Jeff Beck’s debut album after leaving the Yardbirds was the 1968 release of Truth. It included Jimmy Page’s composition written for Beck titled “Beck’s Bolero.” The song was recorded with an early version of Led Zeppelin with Jimmy Page, John Paul Jones, and Keith Moon all Jamming together with Beck. The name for Led Zeppelin was reportedly first suggested by Moon at that session.
6. Blow By Blow
The album is influenced by the music of Stevie Wonder and Herbie Hancock while at the same time Beck was then co-headlining with John McLaughlin’s Mahavishnu Orchestra.
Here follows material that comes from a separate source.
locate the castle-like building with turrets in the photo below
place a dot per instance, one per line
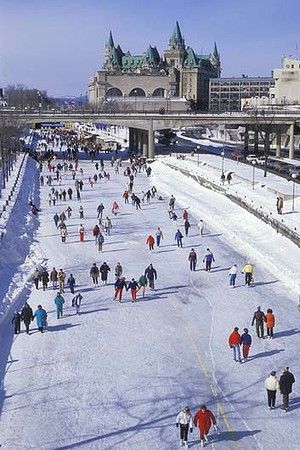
(178, 73)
Keyboardist Max Middleton provides the musical foil for Beck’s guitar to sing with rapturous abandonment in response to. One of the best examples of this interplay is “Scatterbrain” which was co-written by Beck and Middleton.
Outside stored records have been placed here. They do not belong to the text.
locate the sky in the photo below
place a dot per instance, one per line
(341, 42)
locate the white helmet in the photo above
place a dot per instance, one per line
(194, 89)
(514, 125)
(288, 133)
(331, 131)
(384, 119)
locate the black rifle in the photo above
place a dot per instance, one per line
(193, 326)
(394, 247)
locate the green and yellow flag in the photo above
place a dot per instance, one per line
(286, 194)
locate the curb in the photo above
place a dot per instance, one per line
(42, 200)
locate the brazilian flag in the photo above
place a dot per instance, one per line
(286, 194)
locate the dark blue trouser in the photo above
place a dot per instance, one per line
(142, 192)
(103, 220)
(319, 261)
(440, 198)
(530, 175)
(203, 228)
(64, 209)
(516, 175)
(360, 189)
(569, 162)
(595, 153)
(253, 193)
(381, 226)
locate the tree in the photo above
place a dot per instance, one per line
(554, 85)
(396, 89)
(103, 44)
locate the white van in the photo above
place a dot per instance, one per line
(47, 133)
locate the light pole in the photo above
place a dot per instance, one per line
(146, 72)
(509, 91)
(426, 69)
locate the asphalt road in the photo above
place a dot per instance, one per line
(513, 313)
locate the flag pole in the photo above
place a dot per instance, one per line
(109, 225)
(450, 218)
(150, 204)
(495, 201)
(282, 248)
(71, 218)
5. Jeff Beck’s Guitar Shop
Jeff Beck released Guitar Shop in 1989 and it won a Grammy in 1990 for “Best Rock Instrumental Performance.” The album’s lineup included amazing rock drummer Terry Bazzio and producer keyboardist Tony Hymas who also wrote or co-wrote every song on the album. The album is completely guitar driven as Beck reaches a new level in guitar prowess through a variety of musical styles.
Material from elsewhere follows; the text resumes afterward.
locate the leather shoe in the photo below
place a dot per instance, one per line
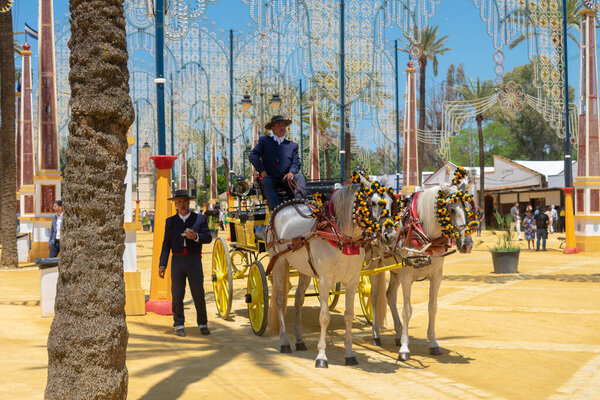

Jeff Beck’s seventh studio album since leaving the Yardbirds is a certified platinum jazz/funk offering with pure guitar experimentation that produces exceptional results. Rather than being involved in writing material for the album, Beck left that to his band while he concentrated on interpreting what they presented to him. With Jan Hammer in the group, it was a continuation of his Mahavishnu Orchestra jazz /rock fusion experimentation.
3. Who Else
When Who Else was released in 1999 it was the first album of original new material in a decade since 1989’s Jeff Beck’s Guitar Shop. It was greedily welcomed by guitar aficionados and fans alike. The album contained a large assortment of musicians that included Jan Hammer and Tony Hymas who either wrote or co-wrote all but two songs on the album. The album opens in the rock genre and moves towards techno jazz/fusion along with ethereal guitar runs. “THX 138” is a frantic guitar run reminiscent of early 1960s guitarists like Duane Eddy and Dick Dale while “Declan” sounds Celtic.
2. Loud Hailer
Jeff Beck’s most recent release is 2016’s Loud Hailer which is composed entirely of compositions co-written by Beck except for “Edna” which is his alone. The album includes vocalist Rosie Bones and is a showcase for Beck to demonstrate the fact that his guitar playing still rocks and is capable of captivating listeners with other worldly sounds. Songs range from the opening with “The Revolution Will Be Televised,” countering the 1960s belief that it wouldn’t be, to “Scared for the Children,” a disturbing description of the present.
1. Live At Ronnie Scotts
Live At Ronnie Scotts is available both as a CD and a DVD and is an amazing array of musical selections that spans Jeff Beck’s entire career and the encore with Eric Clapton is amazing. The album was recorded in 2007 and released in 2008 winning the “Best Instrumental Rock Performance” Grammy for the album’s version of the Lennon/McCartney song “A Day in the Life.” The band is comprised of Tal Wilkenfeld on bass, Vinnie Colaiuta playing drums, and keyboardist Jason Rebello. The album’s version of “Scatterbrain” was included in the setlist for Guitar Hero 5. Vocals are included on a few numbers with Joss Stone singing “People Get Ready” and Imogen Heap on “Blanket” and “Rollin’ and Tumblin’.”